Thursday, March 3, 2005

Brief Overview of Globalization

[This was originally posted at http://timstall.dotnetdevelopersjournal.com/brief_overview_of_globalization.htm]

It is becoming more and more common to globalize a web applications, and fortunately .Net provides the features to easily do this.

Developing Web Applications With MS VB and C# explains of three main strategies (quoted from pg. 680):

ApproachDescriptionBest for
Detect and redirectCreate a separate Web application for each supported culture, and then detect the user's culture and redirect the request to the appropriate application.Application with lots of test content that requires translation and few executable components.
Run-time adjustmentCreate a single Web application that detects the user's culture and adjusts output at run time using format specifies and other tools.Simple applications that present limited amounts of content.
Satellite assembliesCreate a single Web application that stores culture-dependent strings in resource files that are compiled into satellite assemblies. At run time, detect the user's culture and load strings from the appropriate assembly.Applications that generate content at run time or that have large executable components.

I personally have used the resource files. While there are a lot of online tutorials already out there and reference, I have found a couple useful techniques not popularly discussed:

One of the problems with globalization is the Left-To-Right or Right-To-Left direction of text. This can complicate string concatenation. For example the expression: "Hello" + strYourName + " There" assumes a LTR direction that's fine for English, but not Arabic. Therefore I found it useful to create a GlobalUtilities.Concat method that takes an array of variables and the neutral culture (like "en" or "de"), and concatenates those variables in the correct direction.

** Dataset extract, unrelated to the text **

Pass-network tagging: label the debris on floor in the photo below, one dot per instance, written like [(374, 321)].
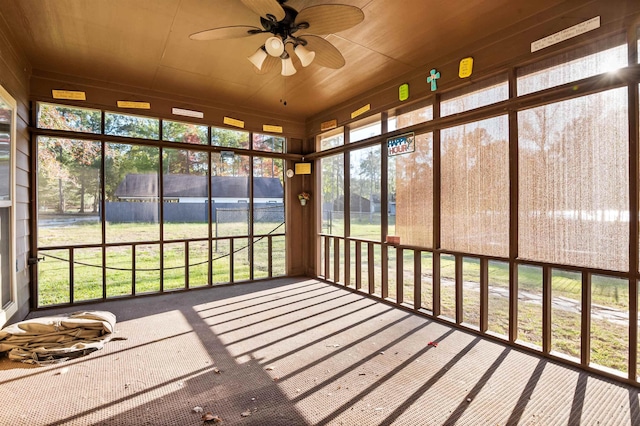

Another problem is performing complex business logic, such as concatenating variables to create an output message to the user, or formatting DateTimes. This requires knowing the culture so that you can carry out the logic, or even get resources from the resource file. I have found it convenient to pass in the culture as a parameter into the object's constructor. I can then easily test those error-prone globalization methods.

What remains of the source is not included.